Но тот, кого красота Клеманс лишала способности думать, вновь взялся за свое:
— Вы прекрасны, мадам, вы прекрасны. Я не понимаю почему.
— Можно понять все, — сказала Клеманс, — но красота необъяснима.
— Однако она предстает перед нами в разных обликах, — сказала дама с кулоном, — я много путешествовала и иногда обнаруживала, что у красоты может быть довольно странный лик.
— Мой роман «Мы уедем, когда вам будет угодно», являющийся как бы моей визитной карточкой, был переведен на шестьдесят девять языков и везде имел примерно одинаковый успех.
— Мадам, — вступил в разговор тот, кто, как говорили, «делал погоду» на литературном небосклоне Франции, — я имел счастье привлечь внимание читающей публики к этому произведению. И сейчас я имею удовольствие и честь спросить вас о том, когда вы изволили начать вашу деятельность на том поприще, что единственно является для меня важным. Ответите ли вы нам так же, как все ваши собратья по перу, что вы писали всегда, что вы не сохранили воспоминаний о том чудесном мгновении, когда человек пишущий берет в руки то, чем можно писать, пусть это будет просто палец, коим можно писать на песке по примеру Христа? Увы, от того, что Он начертал на песке, следов не осталось, ибо ветер тотчас же уничтожил написанное… Быть может, вы тоже скажете, что не помните тот миг, когда мы вдруг начинаем замечать и осознавать, что существуем в некоем бесплотном, невещественном мире, наполненном невидимой и неосязаемой субстанцией. А ведь такой миг наступает! До него мы ощущали только вкус материнского молока, обжигающую боль от пощечины, острую боль от падения, произошедшего вследствие того, что кто-то из нам подобных поставил нам подножку… учащенное сердцебиение от пережитого горя… До него мы испытывали самые простые чувства вроде обиды за то, что нас в наказание за проступок лишили сладкого после обеда, или радостного торжества от того, что нам удалось ткнуть пальцем в глаз одному из одноклассников, или мстительной радости от того, что нам довелось увидеть падение человека, не сделавшего нам ничего дурного, но по каким-то причинам вызывавшего у нас отвращение. Но внезапно наступает такой момент, когда мы вдруг начинаем испытывать непреодолимое желание записать, зафиксировать на бумаге все произошедшее, почувствовать, что у нас есть память и что все эти почти ничего не значащие факты и деяния, все эти почти… бесплотные фрагменты вскоре войдут в качестве составных частей в нечто всеобщее, универсальное.
Пока сей законодатель мод в литературном мире произносил свою сентенцию, в зале возник легкий ропот, порожденный скукой, навеянной его разглагольствованиями, к которой примешивалась и зависть по поводу столь цветистого красноречия.
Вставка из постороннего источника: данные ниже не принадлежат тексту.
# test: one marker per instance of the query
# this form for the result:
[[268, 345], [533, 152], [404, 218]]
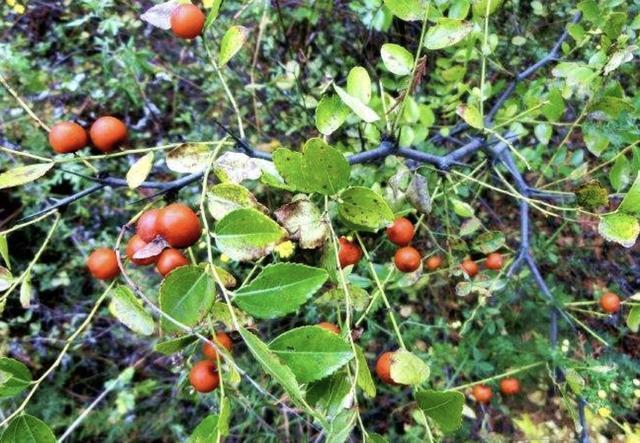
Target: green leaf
[[127, 308], [186, 294], [279, 289], [19, 379], [359, 84], [188, 158], [224, 198], [231, 43], [446, 32], [363, 377], [304, 222], [631, 201], [445, 408], [247, 234], [471, 115], [408, 369], [319, 168], [174, 345], [364, 209], [633, 319], [331, 113], [461, 208], [312, 352], [356, 105], [4, 250], [620, 228], [397, 59], [489, 242], [408, 10], [27, 429], [23, 174], [272, 364], [206, 431]]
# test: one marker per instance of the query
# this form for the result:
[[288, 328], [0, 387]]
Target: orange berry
[[400, 232], [482, 393], [222, 339], [169, 260], [179, 225], [329, 327], [187, 21], [470, 267], [610, 302], [509, 386], [434, 262], [107, 133], [103, 264], [407, 259], [349, 253], [146, 225], [494, 261], [204, 376], [66, 137], [134, 244]]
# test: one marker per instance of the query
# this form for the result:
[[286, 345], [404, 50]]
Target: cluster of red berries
[[483, 393], [106, 134], [204, 374], [175, 224]]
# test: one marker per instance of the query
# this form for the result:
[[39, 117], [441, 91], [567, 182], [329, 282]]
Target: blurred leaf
[[279, 289], [23, 174], [231, 43], [186, 294], [445, 408], [139, 171], [127, 308], [247, 234]]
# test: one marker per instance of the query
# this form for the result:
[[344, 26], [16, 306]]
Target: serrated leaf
[[633, 319], [620, 228], [359, 84], [331, 113], [304, 223], [160, 15], [19, 377], [364, 209], [23, 174], [174, 345], [631, 202], [186, 294], [408, 369], [273, 365], [397, 59], [224, 198], [25, 291], [139, 171], [312, 352], [231, 43], [27, 429], [445, 408], [188, 158], [447, 32], [356, 105], [279, 289], [127, 308], [471, 115], [247, 234], [408, 10], [318, 168]]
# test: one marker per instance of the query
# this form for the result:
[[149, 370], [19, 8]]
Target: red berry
[[103, 264], [400, 232], [66, 137], [407, 259]]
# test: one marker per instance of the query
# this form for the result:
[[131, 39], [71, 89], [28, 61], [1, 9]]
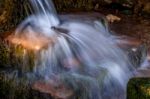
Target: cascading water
[[77, 59]]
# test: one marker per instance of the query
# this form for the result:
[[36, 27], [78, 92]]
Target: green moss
[[138, 88]]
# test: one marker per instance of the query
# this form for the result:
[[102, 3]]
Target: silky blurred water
[[82, 55]]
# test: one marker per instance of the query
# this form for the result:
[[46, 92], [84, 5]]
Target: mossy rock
[[138, 88]]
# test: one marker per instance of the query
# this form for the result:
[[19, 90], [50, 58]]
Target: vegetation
[[138, 88]]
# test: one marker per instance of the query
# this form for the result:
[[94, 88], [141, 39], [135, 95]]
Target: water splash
[[80, 56]]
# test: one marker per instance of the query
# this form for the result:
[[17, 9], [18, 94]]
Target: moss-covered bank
[[138, 88]]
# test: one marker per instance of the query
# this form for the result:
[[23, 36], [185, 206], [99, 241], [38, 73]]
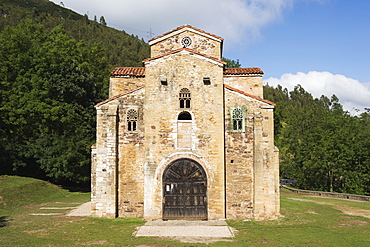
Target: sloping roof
[[243, 71], [186, 27], [129, 71], [184, 49], [249, 95], [140, 71], [117, 96]]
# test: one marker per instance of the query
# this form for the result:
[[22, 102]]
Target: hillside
[[122, 49]]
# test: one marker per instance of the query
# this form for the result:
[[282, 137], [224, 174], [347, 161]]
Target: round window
[[186, 41]]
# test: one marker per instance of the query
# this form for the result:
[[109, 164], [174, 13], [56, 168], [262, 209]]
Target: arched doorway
[[184, 191]]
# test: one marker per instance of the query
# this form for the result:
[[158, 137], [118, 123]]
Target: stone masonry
[[184, 105]]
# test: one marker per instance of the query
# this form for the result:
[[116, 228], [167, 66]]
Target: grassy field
[[32, 213]]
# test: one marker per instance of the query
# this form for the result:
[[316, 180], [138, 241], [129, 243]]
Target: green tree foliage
[[231, 63], [49, 84], [321, 146], [121, 48]]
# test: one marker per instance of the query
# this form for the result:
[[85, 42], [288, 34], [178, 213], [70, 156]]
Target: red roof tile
[[242, 71], [129, 71], [119, 95], [185, 26], [184, 49], [249, 95]]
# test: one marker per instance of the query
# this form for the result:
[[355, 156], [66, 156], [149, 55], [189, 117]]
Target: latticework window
[[184, 98], [237, 119], [132, 117]]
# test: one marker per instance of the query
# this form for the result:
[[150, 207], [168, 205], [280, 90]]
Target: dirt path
[[344, 208]]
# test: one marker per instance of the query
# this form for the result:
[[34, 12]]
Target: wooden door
[[185, 191]]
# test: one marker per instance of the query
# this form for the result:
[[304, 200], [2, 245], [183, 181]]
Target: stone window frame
[[132, 118], [237, 119], [185, 98]]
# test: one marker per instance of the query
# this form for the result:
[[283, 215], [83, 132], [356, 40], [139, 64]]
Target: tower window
[[237, 119], [132, 117], [184, 116], [184, 98]]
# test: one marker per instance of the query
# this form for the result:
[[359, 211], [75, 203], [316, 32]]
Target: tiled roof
[[184, 49], [242, 71], [128, 71], [249, 95], [119, 95], [185, 26]]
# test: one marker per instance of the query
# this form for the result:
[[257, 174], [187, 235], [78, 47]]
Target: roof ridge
[[239, 71], [249, 95], [118, 95], [184, 26]]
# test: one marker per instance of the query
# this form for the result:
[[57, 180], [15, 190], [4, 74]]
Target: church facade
[[184, 137]]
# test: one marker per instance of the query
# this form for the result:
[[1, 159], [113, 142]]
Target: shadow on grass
[[4, 221]]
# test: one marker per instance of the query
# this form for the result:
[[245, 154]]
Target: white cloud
[[352, 94], [237, 21]]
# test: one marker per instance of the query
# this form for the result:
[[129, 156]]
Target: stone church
[[184, 137]]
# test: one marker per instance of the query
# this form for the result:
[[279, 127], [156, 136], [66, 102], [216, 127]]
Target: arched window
[[184, 116], [184, 98], [132, 117], [237, 119], [184, 130]]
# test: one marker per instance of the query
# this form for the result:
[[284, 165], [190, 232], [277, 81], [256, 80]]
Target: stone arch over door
[[184, 191]]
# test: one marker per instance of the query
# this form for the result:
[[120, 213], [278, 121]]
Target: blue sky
[[324, 45]]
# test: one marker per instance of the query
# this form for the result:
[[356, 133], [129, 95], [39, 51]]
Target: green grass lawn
[[307, 221]]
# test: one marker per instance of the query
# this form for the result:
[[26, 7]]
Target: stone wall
[[104, 173], [118, 85], [131, 157], [248, 84], [250, 162], [184, 70], [200, 43]]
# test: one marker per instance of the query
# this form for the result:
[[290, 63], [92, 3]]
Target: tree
[[49, 85], [321, 145]]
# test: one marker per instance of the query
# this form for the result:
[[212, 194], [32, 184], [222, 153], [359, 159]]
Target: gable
[[187, 37]]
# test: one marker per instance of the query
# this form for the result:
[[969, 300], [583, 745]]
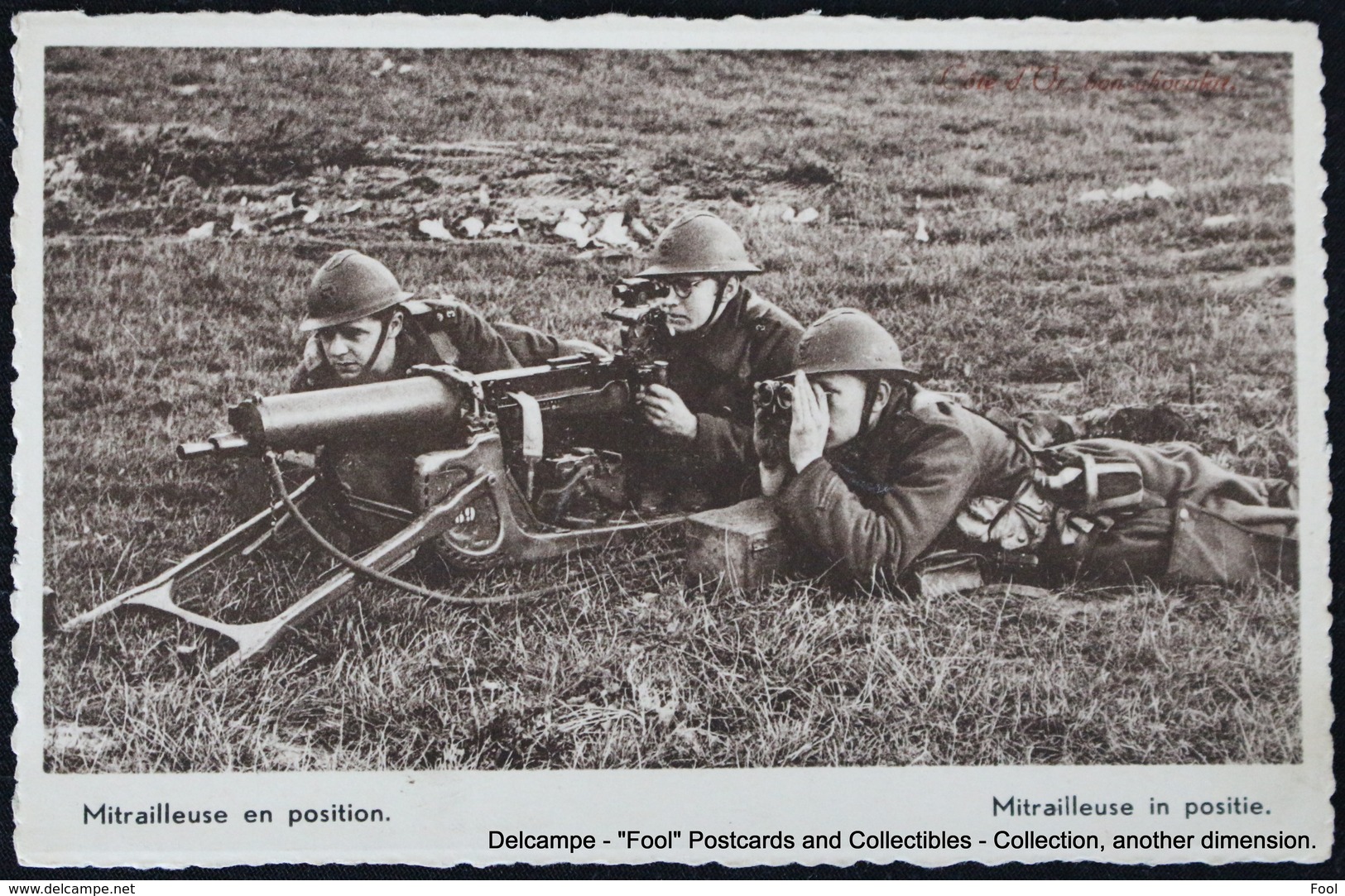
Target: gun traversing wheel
[[514, 466]]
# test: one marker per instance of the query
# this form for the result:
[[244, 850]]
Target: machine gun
[[502, 467]]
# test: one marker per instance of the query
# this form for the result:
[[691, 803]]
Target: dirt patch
[[185, 180]]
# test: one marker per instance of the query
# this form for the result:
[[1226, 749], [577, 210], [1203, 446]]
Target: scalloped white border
[[447, 812]]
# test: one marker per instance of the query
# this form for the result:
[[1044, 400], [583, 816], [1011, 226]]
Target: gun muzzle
[[377, 410], [222, 444], [190, 449]]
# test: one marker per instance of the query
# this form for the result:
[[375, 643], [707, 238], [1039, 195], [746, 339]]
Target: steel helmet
[[348, 287], [699, 242], [846, 339]]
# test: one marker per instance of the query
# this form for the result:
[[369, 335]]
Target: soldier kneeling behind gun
[[886, 481], [363, 327]]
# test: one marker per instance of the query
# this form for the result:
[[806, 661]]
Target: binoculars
[[774, 397]]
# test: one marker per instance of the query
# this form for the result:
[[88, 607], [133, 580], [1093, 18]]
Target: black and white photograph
[[494, 410]]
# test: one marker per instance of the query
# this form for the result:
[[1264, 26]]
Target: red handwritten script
[[1050, 79]]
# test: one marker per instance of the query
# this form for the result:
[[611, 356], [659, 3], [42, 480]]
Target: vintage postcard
[[619, 440]]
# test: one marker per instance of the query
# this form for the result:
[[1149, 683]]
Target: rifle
[[510, 466]]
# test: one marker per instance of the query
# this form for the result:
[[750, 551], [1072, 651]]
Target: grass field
[[1022, 298]]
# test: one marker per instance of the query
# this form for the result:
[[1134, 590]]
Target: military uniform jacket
[[876, 505], [437, 331], [713, 370]]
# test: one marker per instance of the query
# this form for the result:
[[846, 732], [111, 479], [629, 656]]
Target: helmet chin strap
[[871, 401], [718, 303], [378, 347]]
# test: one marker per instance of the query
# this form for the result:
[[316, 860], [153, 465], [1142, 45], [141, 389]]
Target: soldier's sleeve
[[531, 346], [723, 442], [925, 494], [480, 345]]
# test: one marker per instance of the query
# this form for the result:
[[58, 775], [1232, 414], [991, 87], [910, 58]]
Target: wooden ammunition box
[[742, 547]]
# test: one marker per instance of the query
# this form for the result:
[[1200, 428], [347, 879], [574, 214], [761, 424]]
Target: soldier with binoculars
[[876, 472]]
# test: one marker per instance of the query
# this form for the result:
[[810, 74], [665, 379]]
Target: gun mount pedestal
[[466, 501]]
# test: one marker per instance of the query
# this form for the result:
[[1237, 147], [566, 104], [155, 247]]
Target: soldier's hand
[[810, 425], [585, 347], [666, 412]]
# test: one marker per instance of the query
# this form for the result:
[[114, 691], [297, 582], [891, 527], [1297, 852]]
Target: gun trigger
[[533, 436]]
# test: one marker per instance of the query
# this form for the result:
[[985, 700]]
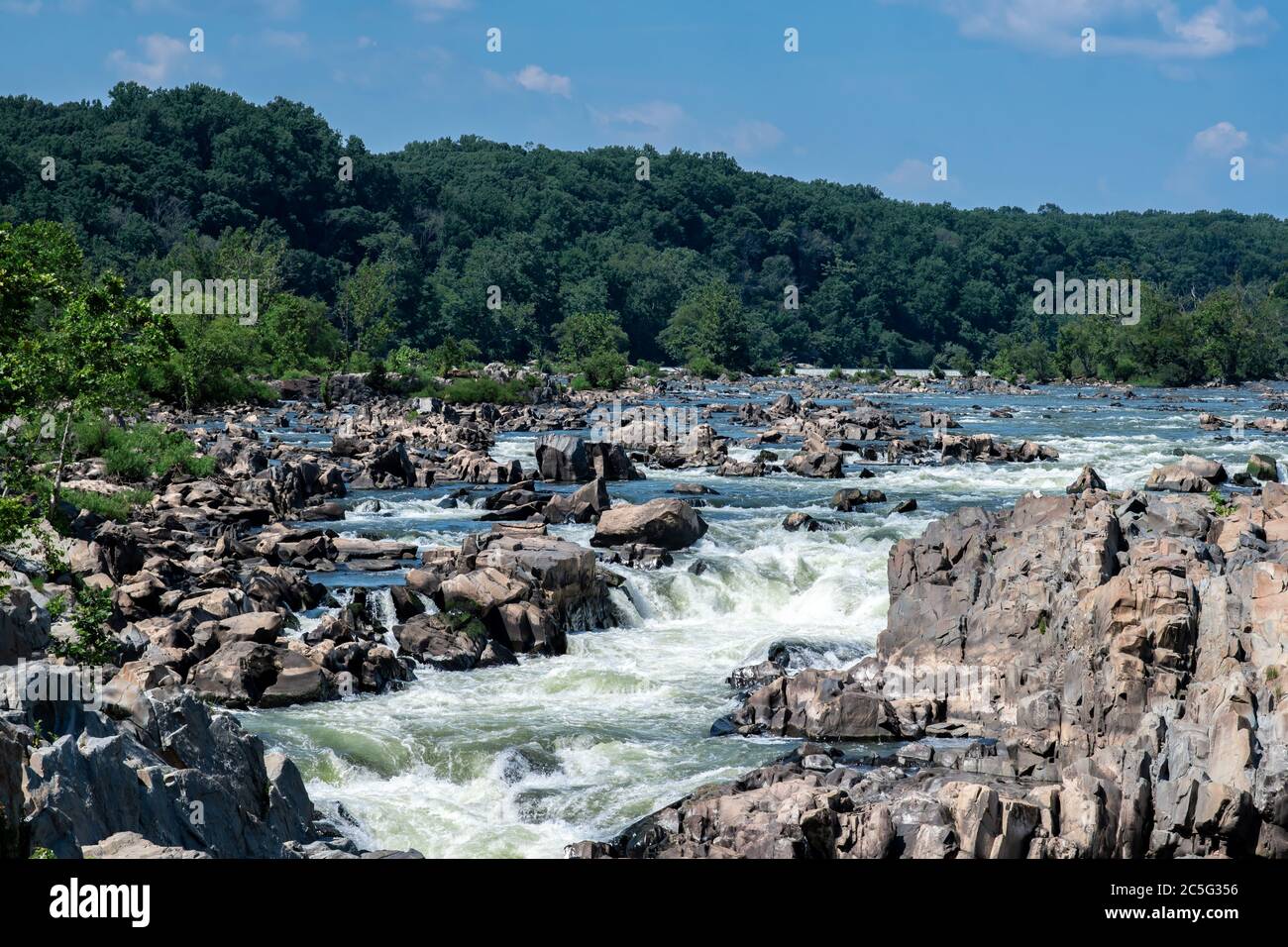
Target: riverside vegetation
[[369, 579]]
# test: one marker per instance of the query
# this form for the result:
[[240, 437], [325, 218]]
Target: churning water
[[522, 761]]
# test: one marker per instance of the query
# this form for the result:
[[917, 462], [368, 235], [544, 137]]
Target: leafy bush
[[134, 454], [477, 390], [94, 643], [108, 505], [704, 368], [604, 368], [17, 518]]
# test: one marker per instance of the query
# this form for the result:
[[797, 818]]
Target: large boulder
[[562, 458], [824, 464], [666, 523], [24, 626], [452, 641], [188, 780], [248, 674], [1190, 475]]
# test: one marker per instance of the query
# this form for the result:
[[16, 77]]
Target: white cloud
[[1154, 29], [162, 56], [656, 120], [536, 78], [284, 40], [912, 180], [750, 137], [1222, 140], [910, 171], [432, 11]]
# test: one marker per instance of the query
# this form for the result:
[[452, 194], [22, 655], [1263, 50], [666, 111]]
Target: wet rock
[[245, 674], [24, 626], [86, 788], [454, 641], [800, 521], [1086, 479], [815, 464], [562, 458], [1190, 475], [583, 505], [851, 499], [666, 523], [1263, 467]]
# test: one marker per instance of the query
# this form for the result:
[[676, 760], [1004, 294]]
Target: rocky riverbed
[[773, 617]]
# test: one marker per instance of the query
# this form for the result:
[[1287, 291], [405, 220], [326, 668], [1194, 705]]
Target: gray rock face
[[823, 464], [134, 845], [1190, 475], [562, 458], [24, 626], [1111, 668], [451, 642], [526, 589], [12, 746], [668, 523], [188, 780], [1087, 479]]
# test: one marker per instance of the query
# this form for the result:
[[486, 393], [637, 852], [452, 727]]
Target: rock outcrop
[[1106, 673], [666, 523]]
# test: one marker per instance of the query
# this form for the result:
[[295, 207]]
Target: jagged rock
[[583, 505], [24, 626], [134, 845], [820, 464], [800, 521], [451, 642], [1087, 479], [666, 523], [849, 500], [188, 780], [1190, 475], [562, 458], [1119, 657], [245, 674], [1262, 467]]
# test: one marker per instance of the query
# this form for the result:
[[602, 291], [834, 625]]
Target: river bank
[[526, 758]]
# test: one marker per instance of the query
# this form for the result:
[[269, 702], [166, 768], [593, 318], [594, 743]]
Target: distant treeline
[[696, 262]]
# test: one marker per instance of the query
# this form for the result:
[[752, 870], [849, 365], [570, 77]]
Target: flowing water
[[522, 761]]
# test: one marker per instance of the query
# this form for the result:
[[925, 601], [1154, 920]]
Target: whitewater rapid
[[520, 761]]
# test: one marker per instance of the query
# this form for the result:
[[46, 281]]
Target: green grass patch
[[108, 505], [477, 390], [142, 451]]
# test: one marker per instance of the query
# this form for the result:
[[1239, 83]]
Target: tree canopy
[[417, 245]]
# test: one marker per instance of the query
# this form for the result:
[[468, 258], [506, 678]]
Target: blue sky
[[879, 89]]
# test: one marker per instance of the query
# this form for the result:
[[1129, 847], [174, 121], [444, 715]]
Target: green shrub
[[108, 505], [604, 368], [704, 368], [477, 390], [17, 517], [134, 454], [94, 643]]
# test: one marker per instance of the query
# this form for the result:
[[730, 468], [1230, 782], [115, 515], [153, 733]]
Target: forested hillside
[[153, 180]]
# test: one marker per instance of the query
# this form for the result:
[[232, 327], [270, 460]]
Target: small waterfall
[[380, 608]]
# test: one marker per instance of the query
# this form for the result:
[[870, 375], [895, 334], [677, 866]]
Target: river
[[520, 761]]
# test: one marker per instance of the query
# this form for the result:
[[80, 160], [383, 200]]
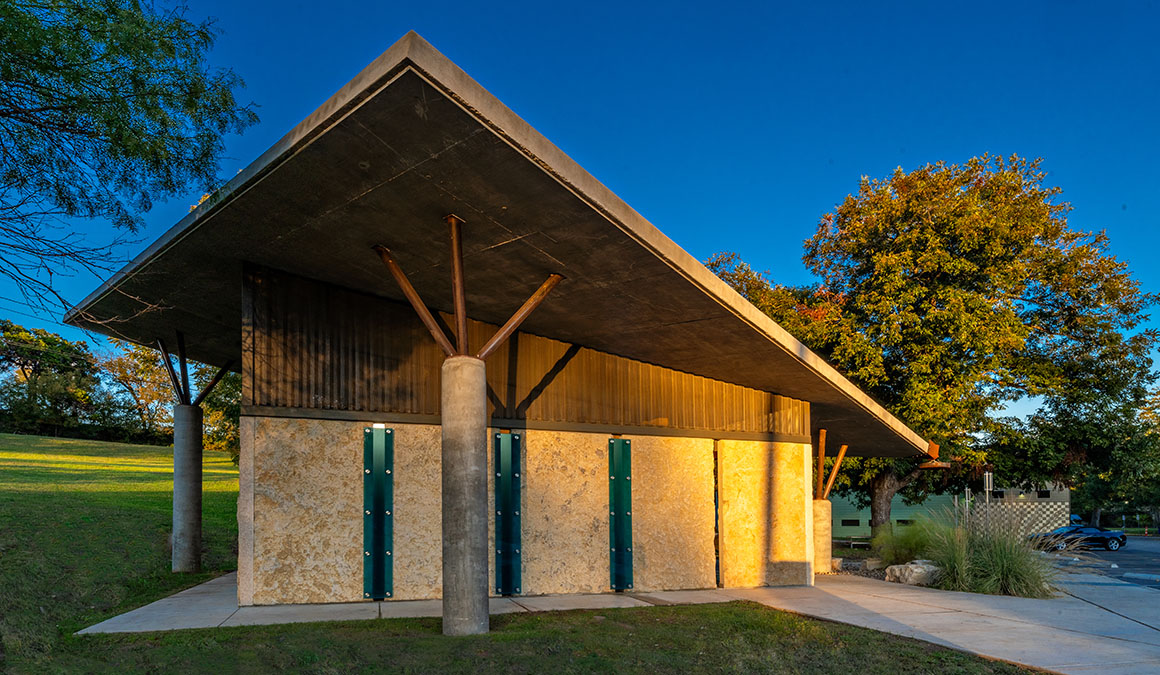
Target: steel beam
[[821, 464], [412, 296], [209, 387], [520, 314], [173, 376], [833, 472], [457, 290]]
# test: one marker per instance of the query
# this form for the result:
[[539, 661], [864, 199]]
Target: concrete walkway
[[1100, 625]]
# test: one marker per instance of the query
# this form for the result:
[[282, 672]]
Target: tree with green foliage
[[106, 106], [52, 382], [949, 291], [137, 375], [142, 383]]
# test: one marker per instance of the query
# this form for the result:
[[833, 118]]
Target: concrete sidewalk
[[1100, 625], [1066, 633]]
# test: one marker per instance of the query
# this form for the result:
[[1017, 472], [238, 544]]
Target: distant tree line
[[52, 386]]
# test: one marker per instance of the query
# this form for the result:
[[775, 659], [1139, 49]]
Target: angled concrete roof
[[411, 139]]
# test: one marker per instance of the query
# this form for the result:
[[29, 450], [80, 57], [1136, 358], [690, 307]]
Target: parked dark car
[[1080, 536]]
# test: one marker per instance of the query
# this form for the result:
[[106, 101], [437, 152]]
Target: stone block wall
[[301, 512]]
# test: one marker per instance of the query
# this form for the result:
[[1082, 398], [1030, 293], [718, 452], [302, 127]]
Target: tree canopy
[[951, 290], [106, 106]]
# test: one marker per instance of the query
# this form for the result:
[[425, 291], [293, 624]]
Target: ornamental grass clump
[[974, 554], [950, 551], [903, 544]]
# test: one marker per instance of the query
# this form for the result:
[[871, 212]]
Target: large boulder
[[915, 573]]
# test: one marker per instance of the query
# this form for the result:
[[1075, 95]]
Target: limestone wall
[[766, 513], [301, 512], [304, 530]]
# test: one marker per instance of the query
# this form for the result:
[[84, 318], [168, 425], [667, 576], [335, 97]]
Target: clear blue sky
[[733, 128]]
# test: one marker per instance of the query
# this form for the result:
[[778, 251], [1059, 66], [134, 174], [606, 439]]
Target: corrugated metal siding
[[313, 346]]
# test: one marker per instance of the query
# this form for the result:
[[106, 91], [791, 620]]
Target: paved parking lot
[[1138, 561]]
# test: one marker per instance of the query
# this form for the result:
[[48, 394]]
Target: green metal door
[[378, 516], [507, 514], [620, 514]]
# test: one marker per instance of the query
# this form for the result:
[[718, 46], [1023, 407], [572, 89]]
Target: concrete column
[[823, 541], [465, 514], [187, 488]]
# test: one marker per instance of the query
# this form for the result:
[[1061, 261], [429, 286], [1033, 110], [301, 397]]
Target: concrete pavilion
[[636, 425]]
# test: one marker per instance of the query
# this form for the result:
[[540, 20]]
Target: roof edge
[[443, 73]]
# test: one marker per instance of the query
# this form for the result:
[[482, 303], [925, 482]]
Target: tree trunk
[[883, 488]]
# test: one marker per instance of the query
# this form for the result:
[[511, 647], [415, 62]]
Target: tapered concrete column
[[465, 515], [187, 487], [823, 538]]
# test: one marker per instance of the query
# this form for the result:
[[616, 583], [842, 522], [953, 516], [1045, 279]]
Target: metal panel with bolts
[[620, 514], [378, 507], [507, 514]]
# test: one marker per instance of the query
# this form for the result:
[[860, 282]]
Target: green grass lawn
[[84, 530]]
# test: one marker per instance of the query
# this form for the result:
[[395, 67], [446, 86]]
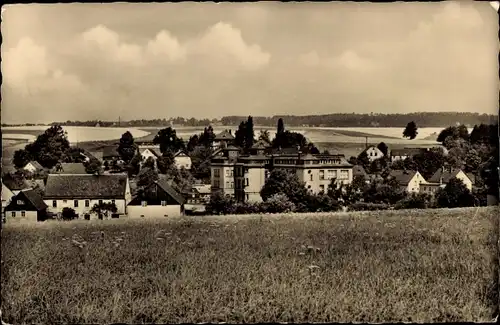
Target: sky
[[207, 60]]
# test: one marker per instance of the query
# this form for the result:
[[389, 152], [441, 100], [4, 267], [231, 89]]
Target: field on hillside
[[417, 266]]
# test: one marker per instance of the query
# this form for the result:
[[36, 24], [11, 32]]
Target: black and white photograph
[[258, 162]]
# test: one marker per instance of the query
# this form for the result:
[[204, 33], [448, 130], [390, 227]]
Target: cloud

Голос Клеманс заставил этот ропот смолкнуть.
— Я помню гораздо лучше то, что написала давным-давно, чем то, что написала вчера. Первое слово, которое я написала, было грубое ругательство, которое я тогда только-только для себя открыла; написала я его уже чернилами, на конторке отца, за которой он делал свои записи.